Some talk of Alexander


“And the he goat, is the king of the Greeks, and the great horn that was between his eyes, the same is the first king.”

Daniel 8:21


This is a story of revenge, but also of what Alexander interprets as a divine mission. Translating this into one of the seven basic plots of any story would qualify for this to be read as a Quest, but also as Tragedy. It is a tragedy that he died not quite thirty-three years old knowing that he had killed some of his closest and trusted friends. Alexander’s invasion of Persia and the whole Middle East region began after his father died and the wish to avenge the descendants of ancestors who had once sacked Greece. His supreme confidence was forged through a belief in his divine lineage that features Zeus and Achilles. Tutored in philosophy by Aristotle, Alexander the Great found an additional reason to follow his destiny: dream revelation.

Alexander perceived himself as an agent of God’s wrath upon a Persian Empire that had not only sacked Greece but had continued to subjugate Greeks in Asia minor and Jews in Jerusalem. Alexander would no doubt have delighted in his role in the divine script as a major protagonist in his dream; the details of this are revealed some way through the book when he travels to Jerusalem and meets the High Priest he saw in his dream. In the Temple of Jerusalem, Alexander is shown the Book of Daniel, which foretells the dominion of four great beasts. Alexander identifies his part in this biblical story that further inspires his role in the history of Mankind.

For Alexander these events are divinely ordained: an eagle soaring in the sky before a battle was a sign of success. With this assurance he proceeds to crush all resistance anywhere and everywhere; up hills and down ravines, atop mountains or in the sea, wherever the battle takes him. Not that there was any doubt beforehand. The difference being that Alexander’s mission was shaped by what he perceived as divine imperatives and thereby could never be solely content with victory alone, or even the dubious quality of revenge, for neither could placate him now. What mattered most was the battle itself and bending others to his destiny. Alexander was not only interested in who he was, but in what he was to become. In so doing he lost sight of humility and claimed hubris for himself.
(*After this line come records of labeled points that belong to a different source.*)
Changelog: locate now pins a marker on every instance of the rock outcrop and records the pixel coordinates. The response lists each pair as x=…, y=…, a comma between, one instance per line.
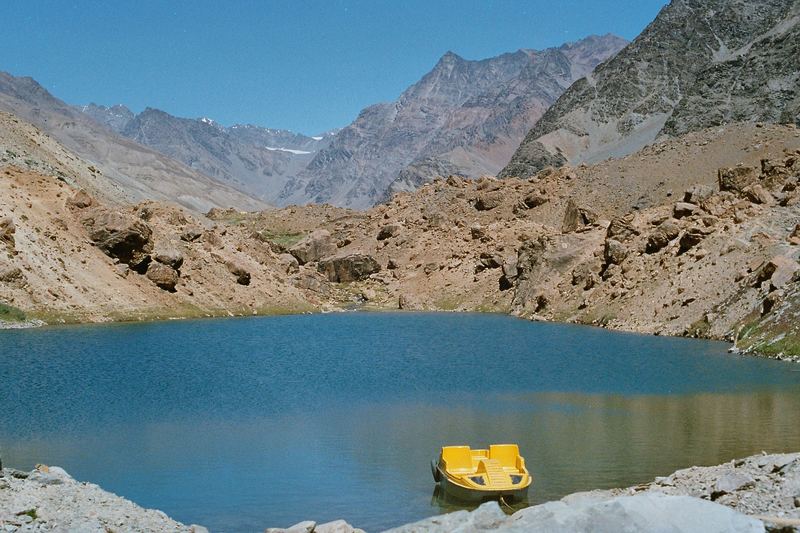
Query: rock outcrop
x=119, y=235
x=317, y=245
x=352, y=267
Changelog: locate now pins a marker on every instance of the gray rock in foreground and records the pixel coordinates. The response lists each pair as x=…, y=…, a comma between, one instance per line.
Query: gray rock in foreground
x=642, y=512
x=48, y=499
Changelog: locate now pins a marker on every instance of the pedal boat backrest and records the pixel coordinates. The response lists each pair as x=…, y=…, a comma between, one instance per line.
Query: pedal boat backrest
x=507, y=455
x=457, y=459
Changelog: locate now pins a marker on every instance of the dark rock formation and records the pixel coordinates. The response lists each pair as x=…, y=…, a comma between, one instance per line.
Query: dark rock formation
x=700, y=63
x=351, y=267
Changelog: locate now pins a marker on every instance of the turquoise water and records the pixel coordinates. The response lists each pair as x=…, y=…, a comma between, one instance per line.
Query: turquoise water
x=240, y=424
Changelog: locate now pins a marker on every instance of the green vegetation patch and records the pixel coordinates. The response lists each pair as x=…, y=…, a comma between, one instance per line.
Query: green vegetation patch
x=284, y=240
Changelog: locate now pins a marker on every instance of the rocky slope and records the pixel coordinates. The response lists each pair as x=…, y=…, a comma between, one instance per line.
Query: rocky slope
x=252, y=159
x=711, y=250
x=132, y=169
x=464, y=117
x=754, y=494
x=698, y=64
x=758, y=493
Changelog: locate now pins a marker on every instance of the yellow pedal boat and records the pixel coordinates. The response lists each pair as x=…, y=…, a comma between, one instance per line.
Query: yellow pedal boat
x=475, y=475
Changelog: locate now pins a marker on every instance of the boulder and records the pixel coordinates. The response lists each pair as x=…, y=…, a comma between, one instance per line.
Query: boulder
x=758, y=194
x=511, y=268
x=352, y=267
x=119, y=235
x=662, y=236
x=586, y=512
x=164, y=276
x=697, y=193
x=288, y=263
x=736, y=179
x=238, y=270
x=794, y=237
x=313, y=247
x=489, y=260
x=780, y=270
x=81, y=200
x=7, y=230
x=691, y=238
x=651, y=511
x=192, y=233
x=576, y=217
x=614, y=252
x=489, y=200
x=388, y=231
x=584, y=276
x=684, y=209
x=169, y=256
x=535, y=199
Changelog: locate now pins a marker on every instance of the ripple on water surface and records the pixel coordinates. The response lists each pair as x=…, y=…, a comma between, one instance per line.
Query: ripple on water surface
x=240, y=424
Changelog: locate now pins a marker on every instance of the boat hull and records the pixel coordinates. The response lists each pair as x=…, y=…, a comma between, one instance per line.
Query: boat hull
x=455, y=491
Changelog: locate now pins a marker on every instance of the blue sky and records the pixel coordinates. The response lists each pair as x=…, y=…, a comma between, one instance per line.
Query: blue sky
x=308, y=66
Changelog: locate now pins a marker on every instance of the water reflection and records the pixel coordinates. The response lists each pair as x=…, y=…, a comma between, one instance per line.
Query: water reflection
x=370, y=463
x=249, y=423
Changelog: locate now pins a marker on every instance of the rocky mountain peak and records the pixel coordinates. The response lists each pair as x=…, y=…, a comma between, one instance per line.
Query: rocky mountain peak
x=463, y=117
x=700, y=63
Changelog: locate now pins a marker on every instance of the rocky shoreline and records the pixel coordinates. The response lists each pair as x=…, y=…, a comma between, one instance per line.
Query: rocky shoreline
x=757, y=493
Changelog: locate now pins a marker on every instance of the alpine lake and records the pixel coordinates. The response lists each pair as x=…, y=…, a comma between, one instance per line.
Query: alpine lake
x=242, y=424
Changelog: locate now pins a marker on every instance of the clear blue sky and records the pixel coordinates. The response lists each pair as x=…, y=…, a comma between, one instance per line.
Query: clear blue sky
x=303, y=65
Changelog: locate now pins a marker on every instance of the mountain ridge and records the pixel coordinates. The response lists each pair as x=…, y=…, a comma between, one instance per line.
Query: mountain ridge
x=675, y=77
x=464, y=115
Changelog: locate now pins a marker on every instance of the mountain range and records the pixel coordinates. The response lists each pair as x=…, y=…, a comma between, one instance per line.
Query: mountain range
x=463, y=117
x=700, y=63
x=122, y=168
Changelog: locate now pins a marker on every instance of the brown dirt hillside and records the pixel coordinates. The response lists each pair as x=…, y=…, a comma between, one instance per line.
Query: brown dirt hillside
x=53, y=268
x=660, y=242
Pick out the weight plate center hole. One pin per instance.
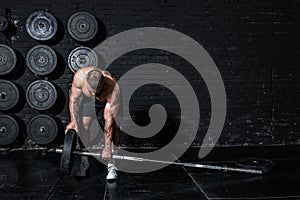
(82, 26)
(41, 25)
(2, 129)
(42, 59)
(82, 61)
(3, 95)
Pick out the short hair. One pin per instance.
(94, 78)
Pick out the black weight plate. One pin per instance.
(81, 57)
(9, 129)
(67, 156)
(266, 166)
(42, 129)
(3, 23)
(41, 95)
(8, 59)
(82, 26)
(9, 95)
(41, 25)
(41, 60)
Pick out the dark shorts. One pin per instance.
(89, 108)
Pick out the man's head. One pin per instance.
(95, 80)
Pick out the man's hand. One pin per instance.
(106, 153)
(71, 125)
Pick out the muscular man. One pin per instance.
(92, 89)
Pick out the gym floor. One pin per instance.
(31, 175)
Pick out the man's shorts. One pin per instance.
(90, 108)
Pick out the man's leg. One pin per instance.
(111, 167)
(84, 137)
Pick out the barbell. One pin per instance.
(250, 165)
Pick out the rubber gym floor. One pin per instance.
(31, 175)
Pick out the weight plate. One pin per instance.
(41, 25)
(8, 59)
(41, 60)
(9, 95)
(41, 95)
(42, 129)
(3, 23)
(82, 26)
(9, 129)
(266, 166)
(67, 156)
(81, 57)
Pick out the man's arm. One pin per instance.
(110, 111)
(74, 103)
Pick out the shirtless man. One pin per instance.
(92, 89)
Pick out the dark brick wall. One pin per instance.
(253, 43)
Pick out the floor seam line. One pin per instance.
(194, 181)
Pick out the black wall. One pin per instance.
(255, 45)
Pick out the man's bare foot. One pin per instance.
(106, 153)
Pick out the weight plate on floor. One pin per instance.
(67, 156)
(9, 129)
(41, 25)
(41, 95)
(8, 59)
(42, 129)
(9, 95)
(41, 60)
(81, 57)
(82, 26)
(266, 166)
(3, 23)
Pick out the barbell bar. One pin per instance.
(195, 165)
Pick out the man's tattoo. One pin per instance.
(76, 105)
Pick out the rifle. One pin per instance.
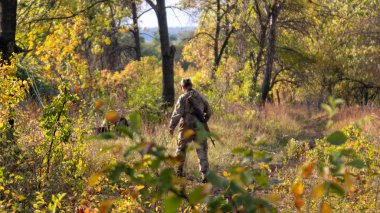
(201, 118)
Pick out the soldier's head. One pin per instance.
(186, 84)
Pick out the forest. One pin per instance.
(289, 93)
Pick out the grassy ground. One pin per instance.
(286, 131)
(275, 127)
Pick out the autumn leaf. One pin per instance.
(98, 104)
(297, 189)
(112, 116)
(299, 202)
(318, 191)
(325, 208)
(307, 170)
(94, 179)
(105, 205)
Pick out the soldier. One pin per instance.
(184, 113)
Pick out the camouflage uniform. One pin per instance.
(188, 124)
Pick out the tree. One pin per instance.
(8, 9)
(167, 53)
(136, 33)
(273, 12)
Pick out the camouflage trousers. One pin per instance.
(201, 148)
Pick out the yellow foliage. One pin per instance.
(297, 189)
(307, 170)
(325, 208)
(112, 116)
(94, 179)
(318, 191)
(105, 205)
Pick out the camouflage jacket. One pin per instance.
(183, 112)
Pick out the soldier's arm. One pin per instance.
(207, 109)
(177, 113)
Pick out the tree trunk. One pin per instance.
(7, 27)
(8, 11)
(263, 33)
(167, 53)
(270, 52)
(136, 33)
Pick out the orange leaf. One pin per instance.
(297, 189)
(349, 186)
(299, 203)
(307, 170)
(98, 104)
(112, 117)
(105, 205)
(325, 208)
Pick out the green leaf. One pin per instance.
(197, 195)
(337, 138)
(357, 163)
(125, 131)
(328, 109)
(172, 203)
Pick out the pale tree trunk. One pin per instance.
(167, 53)
(7, 45)
(136, 33)
(8, 27)
(263, 33)
(271, 52)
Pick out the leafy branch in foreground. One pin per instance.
(149, 168)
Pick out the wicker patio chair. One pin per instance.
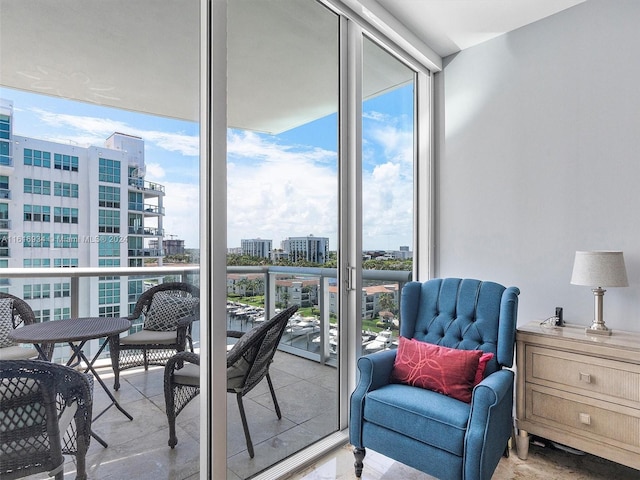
(169, 310)
(248, 363)
(21, 314)
(45, 412)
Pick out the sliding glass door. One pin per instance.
(282, 227)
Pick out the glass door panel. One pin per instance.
(282, 219)
(388, 157)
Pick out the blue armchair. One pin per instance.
(435, 433)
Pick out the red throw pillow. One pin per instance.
(444, 370)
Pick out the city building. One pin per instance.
(312, 249)
(256, 247)
(170, 246)
(63, 205)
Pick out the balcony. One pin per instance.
(305, 380)
(149, 187)
(147, 231)
(153, 209)
(145, 252)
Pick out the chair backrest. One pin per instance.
(144, 301)
(467, 314)
(33, 394)
(22, 314)
(256, 348)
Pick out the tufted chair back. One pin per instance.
(463, 314)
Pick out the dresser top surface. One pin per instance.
(576, 333)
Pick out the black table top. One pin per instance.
(70, 330)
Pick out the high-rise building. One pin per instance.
(63, 205)
(312, 249)
(256, 247)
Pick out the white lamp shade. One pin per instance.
(599, 269)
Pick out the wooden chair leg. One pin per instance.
(243, 416)
(359, 453)
(273, 396)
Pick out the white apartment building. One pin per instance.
(312, 249)
(63, 205)
(256, 247)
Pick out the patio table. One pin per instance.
(76, 332)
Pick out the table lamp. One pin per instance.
(599, 269)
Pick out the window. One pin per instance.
(42, 315)
(136, 288)
(109, 311)
(65, 162)
(61, 313)
(65, 262)
(36, 262)
(62, 290)
(37, 158)
(5, 158)
(37, 213)
(109, 171)
(108, 292)
(36, 186)
(36, 291)
(109, 262)
(109, 221)
(136, 201)
(5, 126)
(65, 240)
(108, 246)
(61, 189)
(108, 196)
(65, 215)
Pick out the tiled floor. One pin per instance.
(542, 464)
(307, 396)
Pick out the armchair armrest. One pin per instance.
(490, 424)
(235, 333)
(375, 370)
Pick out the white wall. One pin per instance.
(538, 155)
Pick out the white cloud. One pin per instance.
(154, 172)
(94, 130)
(277, 191)
(181, 203)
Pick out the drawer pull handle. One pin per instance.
(585, 418)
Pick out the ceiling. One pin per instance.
(143, 55)
(448, 26)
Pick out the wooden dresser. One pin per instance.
(579, 390)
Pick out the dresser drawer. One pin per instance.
(602, 378)
(584, 416)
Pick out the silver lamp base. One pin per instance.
(598, 327)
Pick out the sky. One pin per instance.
(278, 186)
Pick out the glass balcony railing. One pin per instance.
(140, 184)
(253, 294)
(145, 252)
(153, 209)
(151, 231)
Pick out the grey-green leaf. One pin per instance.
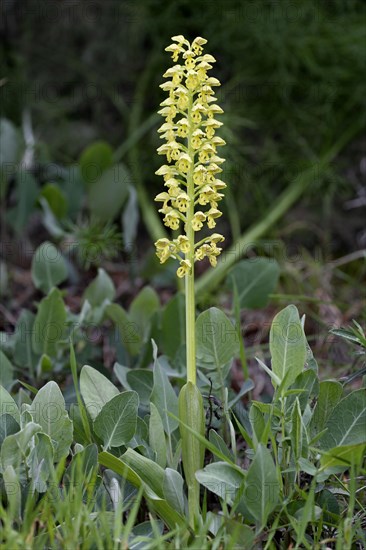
(48, 410)
(8, 426)
(8, 405)
(222, 479)
(173, 490)
(48, 267)
(330, 393)
(347, 423)
(164, 398)
(261, 488)
(6, 370)
(157, 436)
(287, 346)
(116, 422)
(96, 390)
(217, 339)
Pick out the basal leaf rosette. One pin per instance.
(192, 169)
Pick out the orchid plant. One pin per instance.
(191, 176)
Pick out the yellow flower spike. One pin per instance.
(184, 269)
(172, 219)
(216, 238)
(183, 244)
(197, 138)
(211, 215)
(184, 163)
(197, 220)
(163, 197)
(165, 249)
(182, 202)
(199, 175)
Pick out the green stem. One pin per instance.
(190, 296)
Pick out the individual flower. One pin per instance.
(184, 268)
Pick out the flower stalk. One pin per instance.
(190, 204)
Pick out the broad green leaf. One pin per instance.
(15, 446)
(217, 440)
(13, 492)
(261, 493)
(56, 199)
(48, 267)
(108, 194)
(40, 462)
(164, 398)
(6, 370)
(255, 279)
(287, 346)
(95, 159)
(217, 339)
(173, 490)
(24, 355)
(100, 289)
(49, 324)
(222, 479)
(48, 410)
(347, 423)
(8, 405)
(157, 436)
(84, 463)
(129, 331)
(142, 309)
(8, 426)
(162, 508)
(96, 390)
(298, 435)
(330, 393)
(305, 386)
(173, 316)
(116, 422)
(150, 472)
(141, 381)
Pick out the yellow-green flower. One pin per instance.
(184, 268)
(190, 146)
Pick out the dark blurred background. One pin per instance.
(76, 72)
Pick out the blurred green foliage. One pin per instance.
(291, 74)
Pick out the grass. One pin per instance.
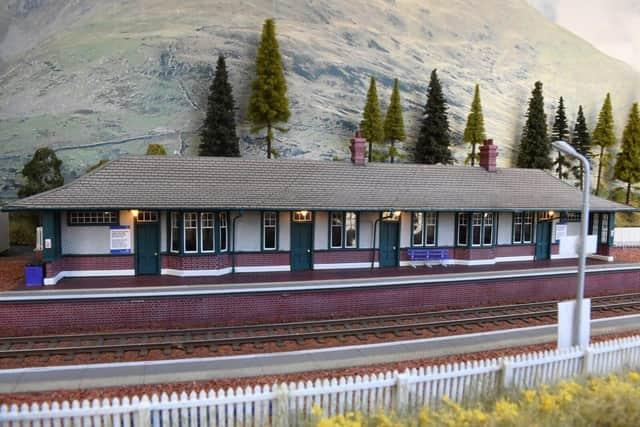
(603, 401)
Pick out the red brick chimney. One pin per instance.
(488, 155)
(358, 149)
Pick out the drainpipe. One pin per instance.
(233, 241)
(373, 246)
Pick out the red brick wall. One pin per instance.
(89, 262)
(149, 312)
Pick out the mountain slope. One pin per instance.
(100, 73)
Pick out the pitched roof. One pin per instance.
(161, 182)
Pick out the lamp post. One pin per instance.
(577, 320)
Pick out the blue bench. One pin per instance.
(428, 255)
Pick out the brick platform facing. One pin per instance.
(166, 312)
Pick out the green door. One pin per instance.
(301, 245)
(147, 248)
(543, 240)
(389, 246)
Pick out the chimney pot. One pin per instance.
(358, 149)
(488, 155)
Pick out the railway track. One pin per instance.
(237, 338)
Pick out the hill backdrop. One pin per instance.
(96, 79)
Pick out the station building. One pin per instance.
(208, 216)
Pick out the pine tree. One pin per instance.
(156, 150)
(219, 131)
(433, 142)
(627, 168)
(268, 102)
(393, 122)
(371, 125)
(581, 141)
(474, 131)
(560, 132)
(534, 146)
(604, 137)
(41, 173)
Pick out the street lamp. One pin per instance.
(566, 148)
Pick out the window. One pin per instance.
(522, 227)
(223, 218)
(93, 218)
(336, 229)
(488, 229)
(476, 229)
(190, 221)
(302, 216)
(463, 224)
(343, 230)
(207, 232)
(147, 216)
(604, 228)
(269, 230)
(424, 228)
(175, 232)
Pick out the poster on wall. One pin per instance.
(120, 239)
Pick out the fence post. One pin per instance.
(506, 375)
(587, 361)
(402, 393)
(143, 413)
(280, 416)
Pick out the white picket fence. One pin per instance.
(291, 404)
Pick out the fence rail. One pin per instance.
(292, 403)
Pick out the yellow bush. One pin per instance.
(606, 401)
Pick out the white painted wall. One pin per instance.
(248, 232)
(321, 232)
(4, 231)
(284, 233)
(505, 226)
(446, 228)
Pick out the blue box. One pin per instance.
(33, 275)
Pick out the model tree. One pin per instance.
(534, 145)
(474, 133)
(604, 137)
(219, 131)
(433, 142)
(371, 125)
(393, 122)
(156, 150)
(268, 104)
(560, 132)
(581, 141)
(41, 173)
(627, 168)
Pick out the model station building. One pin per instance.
(204, 216)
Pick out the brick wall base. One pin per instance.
(231, 309)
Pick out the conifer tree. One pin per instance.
(627, 168)
(219, 131)
(371, 125)
(474, 131)
(393, 122)
(604, 137)
(534, 146)
(560, 132)
(433, 142)
(268, 104)
(581, 141)
(41, 173)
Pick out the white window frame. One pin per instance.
(210, 218)
(269, 215)
(223, 221)
(184, 232)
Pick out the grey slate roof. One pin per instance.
(160, 182)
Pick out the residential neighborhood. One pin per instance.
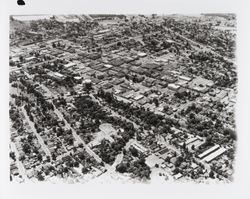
(128, 98)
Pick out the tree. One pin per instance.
(121, 168)
(211, 174)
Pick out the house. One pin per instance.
(70, 65)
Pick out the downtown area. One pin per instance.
(124, 98)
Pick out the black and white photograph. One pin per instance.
(142, 99)
(122, 97)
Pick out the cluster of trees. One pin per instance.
(138, 168)
(147, 117)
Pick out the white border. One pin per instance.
(237, 189)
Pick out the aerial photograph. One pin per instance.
(122, 98)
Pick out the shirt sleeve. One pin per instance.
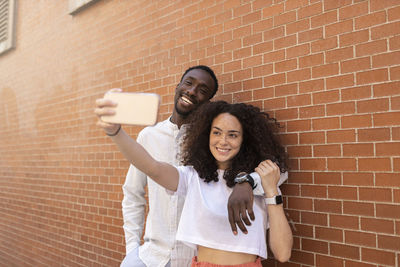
(185, 175)
(133, 205)
(259, 191)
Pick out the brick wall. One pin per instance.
(328, 70)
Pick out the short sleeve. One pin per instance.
(185, 175)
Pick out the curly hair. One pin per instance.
(259, 141)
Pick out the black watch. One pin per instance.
(245, 177)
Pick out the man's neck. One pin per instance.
(177, 119)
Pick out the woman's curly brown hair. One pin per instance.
(259, 141)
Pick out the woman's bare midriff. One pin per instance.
(217, 256)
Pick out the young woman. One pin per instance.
(221, 141)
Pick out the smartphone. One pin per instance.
(133, 108)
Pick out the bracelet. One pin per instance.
(114, 134)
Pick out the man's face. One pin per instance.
(196, 87)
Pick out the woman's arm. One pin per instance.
(162, 173)
(280, 234)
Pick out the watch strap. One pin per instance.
(275, 200)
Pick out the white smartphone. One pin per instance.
(133, 108)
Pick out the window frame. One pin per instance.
(9, 42)
(76, 6)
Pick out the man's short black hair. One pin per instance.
(209, 71)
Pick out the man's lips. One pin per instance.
(222, 150)
(186, 100)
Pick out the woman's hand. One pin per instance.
(270, 174)
(105, 107)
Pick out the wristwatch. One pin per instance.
(245, 177)
(275, 200)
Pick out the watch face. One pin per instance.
(279, 199)
(241, 177)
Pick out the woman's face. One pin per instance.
(226, 137)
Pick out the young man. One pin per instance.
(197, 86)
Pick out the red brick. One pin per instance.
(371, 48)
(356, 93)
(344, 251)
(313, 191)
(314, 245)
(285, 18)
(352, 38)
(274, 79)
(286, 41)
(311, 60)
(376, 134)
(322, 260)
(298, 26)
(386, 89)
(329, 206)
(357, 150)
(344, 221)
(395, 73)
(360, 238)
(355, 65)
(386, 30)
(342, 164)
(394, 43)
(389, 242)
(299, 151)
(311, 86)
(356, 121)
(387, 179)
(374, 105)
(358, 179)
(324, 19)
(285, 65)
(329, 234)
(310, 35)
(298, 75)
(327, 178)
(314, 218)
(370, 20)
(326, 150)
(353, 11)
(341, 136)
(339, 28)
(312, 138)
(386, 119)
(388, 211)
(378, 256)
(341, 192)
(272, 10)
(375, 194)
(312, 111)
(373, 76)
(310, 10)
(374, 164)
(287, 114)
(378, 5)
(326, 97)
(313, 164)
(325, 70)
(388, 149)
(393, 13)
(325, 44)
(387, 59)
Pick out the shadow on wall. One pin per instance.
(9, 122)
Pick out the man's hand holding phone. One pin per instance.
(117, 107)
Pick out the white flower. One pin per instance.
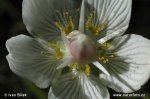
(79, 48)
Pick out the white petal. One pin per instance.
(99, 66)
(40, 16)
(82, 16)
(116, 12)
(130, 69)
(25, 59)
(81, 87)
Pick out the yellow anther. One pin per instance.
(103, 59)
(69, 26)
(92, 26)
(58, 25)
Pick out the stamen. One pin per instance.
(92, 24)
(69, 24)
(84, 68)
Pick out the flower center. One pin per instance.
(81, 47)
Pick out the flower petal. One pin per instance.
(130, 69)
(116, 13)
(26, 59)
(40, 17)
(81, 87)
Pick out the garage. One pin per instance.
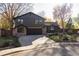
(34, 31)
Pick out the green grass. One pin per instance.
(61, 37)
(5, 41)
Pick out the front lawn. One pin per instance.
(9, 42)
(64, 37)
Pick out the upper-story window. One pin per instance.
(20, 20)
(38, 21)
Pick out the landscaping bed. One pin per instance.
(9, 42)
(64, 37)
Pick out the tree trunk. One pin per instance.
(62, 23)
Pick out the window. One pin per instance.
(20, 20)
(20, 29)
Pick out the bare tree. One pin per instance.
(62, 12)
(10, 10)
(41, 13)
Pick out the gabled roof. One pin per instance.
(29, 13)
(29, 20)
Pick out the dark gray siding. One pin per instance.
(29, 20)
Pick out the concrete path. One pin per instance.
(32, 39)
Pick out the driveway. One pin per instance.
(32, 39)
(50, 49)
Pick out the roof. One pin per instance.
(27, 14)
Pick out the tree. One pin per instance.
(42, 13)
(62, 12)
(10, 10)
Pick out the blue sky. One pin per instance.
(48, 8)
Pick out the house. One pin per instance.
(30, 24)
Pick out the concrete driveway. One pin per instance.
(32, 39)
(50, 49)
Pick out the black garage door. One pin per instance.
(34, 31)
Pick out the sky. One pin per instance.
(48, 8)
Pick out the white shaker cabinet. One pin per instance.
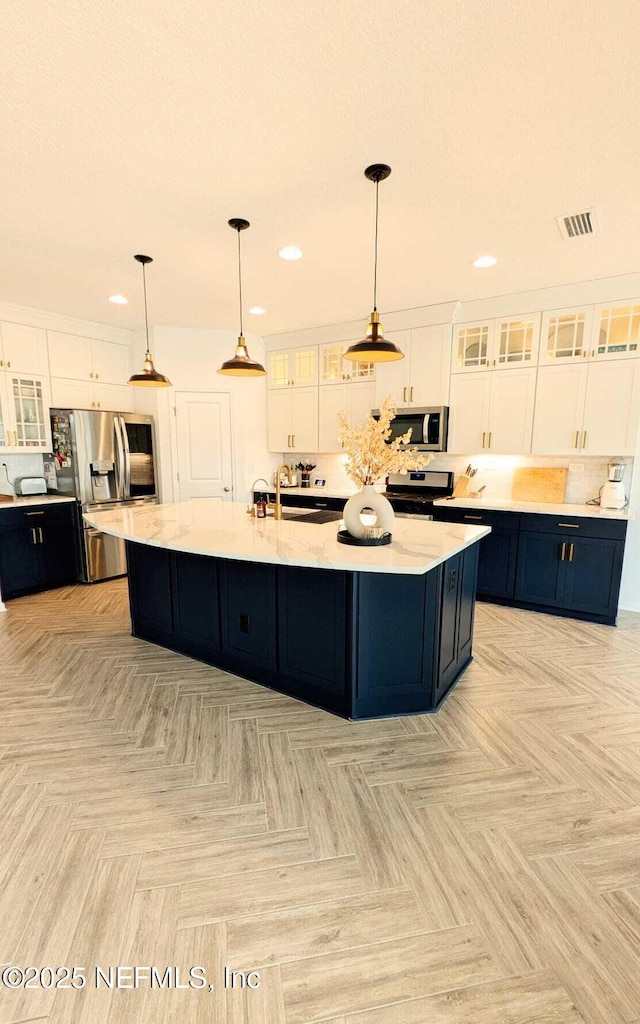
(354, 398)
(421, 379)
(75, 357)
(67, 393)
(292, 422)
(469, 404)
(611, 409)
(591, 409)
(559, 409)
(23, 348)
(493, 412)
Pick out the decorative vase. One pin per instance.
(368, 498)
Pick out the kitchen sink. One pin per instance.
(318, 516)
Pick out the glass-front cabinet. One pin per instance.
(616, 330)
(334, 369)
(493, 344)
(293, 367)
(565, 335)
(24, 414)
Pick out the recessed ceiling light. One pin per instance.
(484, 261)
(291, 253)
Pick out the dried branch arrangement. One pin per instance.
(371, 456)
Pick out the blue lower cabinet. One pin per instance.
(541, 569)
(358, 644)
(594, 568)
(313, 615)
(498, 555)
(196, 599)
(456, 629)
(394, 672)
(248, 605)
In my reading of Alexander I discovered a man initially sensitive to the plight of others yet these concerns inevitably wane after thousands of miles of death and destruction.  Alexander correctly deciphered omens and signs and this ability enabled him to lead the Macedonians on a secure path even when treachery lurks menacingly in the background. During these formative years the Macedonians and Greeks show Alexander loyalty without reserve. Macedonians were willing to die for a leader who reciprocated his intention by everyday examples on the battlefield. For illustration, a close companion of Alexander is accused of poisoning a drink but is exonerated after Alexander is warned of this but drinks it anyway to demonstrate his trust in his men who no doubt found more reasons to revere Alexander.

There are numerous examples of his courage and quickness of mind in this ancient tale where battles are frequently fought and won against overwhelming and impossible odds. Alexander’s military strategy was always flexible depending on appropriate strategic circumstance and in one instance he spent seven months laying siege to Tyre until it inevitably fell. On other occasions he chose his best soldiers to pursue Darius – and many others – relentlessly until sheer persistence wore down his foe. After the siege of Tyre the Jews decided it was better to befriend Alexander than continue under the yoke of Darius and the Persians. Alexander conquered a vast region of Asia; the coastal city of Alexandria remains a testimony to his time in Egypt. In 323 BC The Empire of Alexander the Great spanned the globe from Greece and Egypt to Persia and into India.

The author, Arrian of Nicomedia, was born into the Greek Roman world some four centuries after Alexander and as an historian writes in the early 2nd century AD providing for posterity an acclaimed biography that draws on several main sources but also his own interpretation of events to convey and write about the campaigns of Alexander.